Mas para Hensley, uma característica dos fragmentos de sequência imediatamente chamou a atenção: uma única mudança na sequência de aminoácidos, que formam uma proteína da gripe chamada hemaglutinina (o ‘H’ em H5N1). Essa proteína fica na superfície dos vírus da gripe, onde ajuda os vírus a se ligarem e infectarem células hospedeiras. Também é um alvo das vacinas contra a gripe.

 

A mudança que Hensley encontrou, cria um local ao qual uma grande molécula de açúcar pode se ligar. Esse açúcar, ele diz, poderia então agir como um guarda-chuva, protegendo a faixa de hemaglutinina abaixo dele.
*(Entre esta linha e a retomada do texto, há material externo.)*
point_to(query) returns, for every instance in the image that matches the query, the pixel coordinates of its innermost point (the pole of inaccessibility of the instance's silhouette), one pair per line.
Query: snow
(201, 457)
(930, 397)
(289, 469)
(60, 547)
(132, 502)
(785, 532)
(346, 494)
É uma mudança que seu laboratório estudou em outras cepas de gripe, e pode afetar como o vírus se liga às células hospedeiras,bem como as vacinas que estão sendo desenvolvidas contra o vírus H5N1 encontrado em gado, podem reconhecer e ter um bom desempenho contra o vírus detectado no Missouri.

 

Lacunas de vigilância

Mesmo que as sequências estivessem disponíveis, os pesquisadores sabem pouco sobre quais mudanças genéticas podem permitirm que os vírus da gripe aviária infectem melhor os humanos ou se tornem aerotransportados, diz o virologista Yoshihiro Kawaoka da Universidade de Wisconsin-Madison. Estudos anteriores sugeriram que mudanças em um gene, que codifica uma proteína responsável pela cópia do genoma viral, podem ser cruciais para permitir que o vírus se replique em células de mamíferos. Mas os pesquisadores não conseguiram sequenciar esse gene do isolado do Missouri.

 

Enquanto isso, o CDC emitiu contratos para cinco empresas nos Estados Unidos, para fornecer serviços de teste para H5N1 e outros patógenos emergentes. Os testes de gado também precisam ser melhorados, para que as autoridades de saúde pública saibam quais regiões do país devem ser monitoradas para infecções em humanos, diz Seema Lakdawala, virologista da Universidade Emory em Atlanta, Geórgia. Nos Estados Unidos, a maioria dos testes de gado é regulamentada em nível estadual, mas apenas um punhado de estados exigiu testes de rotina em algumas fazendas leiteiras.

 

Os profissionais de saúde pública ainda não têm uma boa noção de quantos rebanhos dos EUA têm vacas infectadas com H5N1, ou se o gado tem imunidade após contrair gripe aviária ou pode ser reinfectado, ela diz.

 

Enquanto os pesquisadores esperam por mais informações, Hensleyalerta contra o pânico. “Isso ainda pode ser um caso isolado e não o sinal de algo maior”, ele diz.